François CHEVAL lors de l'accrochage de l'exposition "THE OTHERS" avec Olivier Culmann et Anne-Céline Besson (Assistante de Conservation) © Wipplay

Vous êtes arrivé en fonction en 1996 : vous aviez une idée claire de ce que vous vouliez faire ?

Généralement, quand un nouveau conservateur arrive, il dit du mal de son prédécesseur et casse « l’outil », histoire de s’affirmer dans la rupture. Personnellement, j’ai beaucoup de respect pour le travail de Paul Jay, le premier conservateur du musée. Il a commencé avec très peu de moyens et créé une collection « hallucinante ». Aujourd’hui, le musée dispose de près de trois millions d’images et de quelques 1.500 appareils. Il est parvenu à constituer un fonds de référence : avec, par exemple, des œuvres de Fox-Talbot (l’inventeur du procédé négatif-positif), mais aussi des calotypistes français peu connus, les expérimentations de Demachy, etc.

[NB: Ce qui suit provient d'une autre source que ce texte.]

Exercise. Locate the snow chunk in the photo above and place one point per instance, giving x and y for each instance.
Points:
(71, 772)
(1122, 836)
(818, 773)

Mais, on ne lui rendra jamais suffisamment justice d’avoir été le seul à défendre une école française particulière des années 1960, avec Cordier, Brihat et Sudre, une espèce de renouveau tardif du pictorialisme. Le travail de mon prédécesseur m’a permis d’éviter de continuer une longue et fastidieuse accumulation primitive et d’avoir la chance d’ouvrir le musée sur d’autres champs, inexplorés. Ce qui ne l’intéressait pas, moi m’intéressait. L’impression que cela donne, c’est d’avoir « rattrapé le retard », tant au niveau des collections que du fonctionnement du musée.

Vous vous y êtes pris comment ?

Déjà, la première année (1996), j’ai essayé de comprendre la muséographie française appliquée à la photographie et de voir ce qui se faisait ailleurs, dans les autres musées dédiés au médium (Rochester, Bradford, Cologne, etc…). J’en ai tiré la conclusion, plutôt accablé, qu’on retrouvait partout la même histoire, ce mantra qui commence invariablement par « Et Dieu donna la photographie à l’humanité ». Et toujours cette idée de raconter l’histoire chronologiquement par la technique et les auteurs. Je trouvais que ça n’avait aucun intérêt : les livres le faisaient déjà, et plutôt mal (Beaumont Newhall) !

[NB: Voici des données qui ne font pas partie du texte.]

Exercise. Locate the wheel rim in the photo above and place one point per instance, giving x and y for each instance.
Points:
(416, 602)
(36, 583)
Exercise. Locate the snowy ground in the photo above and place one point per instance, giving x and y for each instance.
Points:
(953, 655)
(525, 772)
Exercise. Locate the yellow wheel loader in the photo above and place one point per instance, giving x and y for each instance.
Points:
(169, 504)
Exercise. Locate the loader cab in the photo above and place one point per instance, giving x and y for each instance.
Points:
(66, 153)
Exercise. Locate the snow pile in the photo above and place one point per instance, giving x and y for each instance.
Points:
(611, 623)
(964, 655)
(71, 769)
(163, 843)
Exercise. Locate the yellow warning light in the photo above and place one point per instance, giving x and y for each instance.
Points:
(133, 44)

J’ai pensé qu’il fallait réinventer un parcours en renversant la proposition, en faisant de la pratique de tous, la base de la muséographie et de la photographie un objet d’analyse et non plus d’admiration.

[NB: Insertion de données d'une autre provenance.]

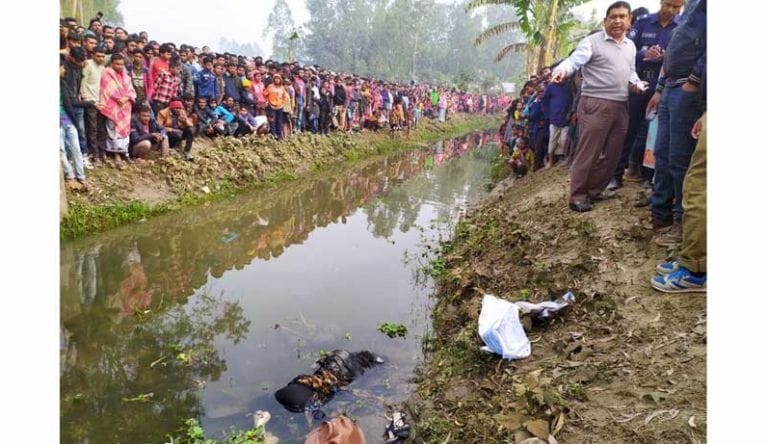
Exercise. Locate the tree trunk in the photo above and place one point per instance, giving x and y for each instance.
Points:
(532, 52)
(548, 43)
(63, 207)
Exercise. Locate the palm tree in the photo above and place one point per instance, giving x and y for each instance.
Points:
(542, 25)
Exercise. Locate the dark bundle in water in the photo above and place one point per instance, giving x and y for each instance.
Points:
(309, 392)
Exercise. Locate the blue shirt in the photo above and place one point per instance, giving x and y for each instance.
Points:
(206, 84)
(648, 32)
(556, 103)
(224, 113)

François Cheval, Christelle Rochette (Conservatrice Adjointe), Olivier Culmann et Anne-Céline Besson (Assistante de Conservation) © Wipplay

Sur quels principes ?

La photographie est un geste de technofacture : tout le monde sait l’utiliser mais, au final, peu de gens savent comment cela fonctionne. On a décidé de partir du point de vue de l’utilisateur, car la photo n’est pas réductible à l’art. C’est le point de départ pour expliquer comment se fait la photo et en comprendre le processus physico-chimique. Beaucoup de musées dressent aussi un inventaire des usages : la photographie scientifique, militaire, publicitaire, etc. Pour moi, ça n’avait pas de sens de présenter cela. Il y a autant d’usages que de photographes ! La photographie est clairement une dialectique entre ce qui est réalisable et l’utopie. L’utopie de tout couvrir, d’être une preuve, une vérité… Avec les équipes du musée, on a travaillé l’idée d’une photographie-objet en constante évolution, prenant des formes sans cesse différentes, mais toujours située entre quatre points cardinaux : le photographe-preneur de vue, le sujet photographié, la caméra et la destination finale de l’image. Je pense pouvoir dire que nous sommes le seul musée à proposer ce discours sur la photographie et, je trouve qu’à partir de la centaine d’objets initiaux de la collection (les objets de Nicéphore Niépce), nous avons réussi à créer une institution qui est reconnue pour non seulement pour sa qualité de présentation, mais surtout pour sa réflexion sur le médium.

Il n’y a pas que la présentation des collections que vous avez changée. Vous avez aussi pas mal fait évoluer le fonctionnement en interne ?

Déjà, je suis aussi arrivé dans une période où il y avait davantage de moyens, j’ai donc pu créer des postes de cadre. De vingt-trois, nous sommes passés à cinquante salariés. Nous avons pu mettre en place un service de documentation, un service de médiation, etc. Nous avons aussi notre propre scénographe, un vidéaste, etc. Il faut bien comprendre que l’histoire de la photographie étant  » océanique « , si on ne s’entoure pas de gens qui ont un regard particulier et intéressé sur le sujet , seul, on s’y perd. Et puis, ce que j’ai souhaité mettre en place ici, l’idée est assez simple, c’est pouvoir contrôler l’ensemble de la chaîne de production. Les autres musées externalisent pratiquement tout… Nous, nous avons notre propre laboratoire numérique ! À titre d’exemple, l’exposition temporaire d’Olivier Culmann est entièrement produite par le musée, de la numérisation en haute définition des négatifs aux tirages d’expo…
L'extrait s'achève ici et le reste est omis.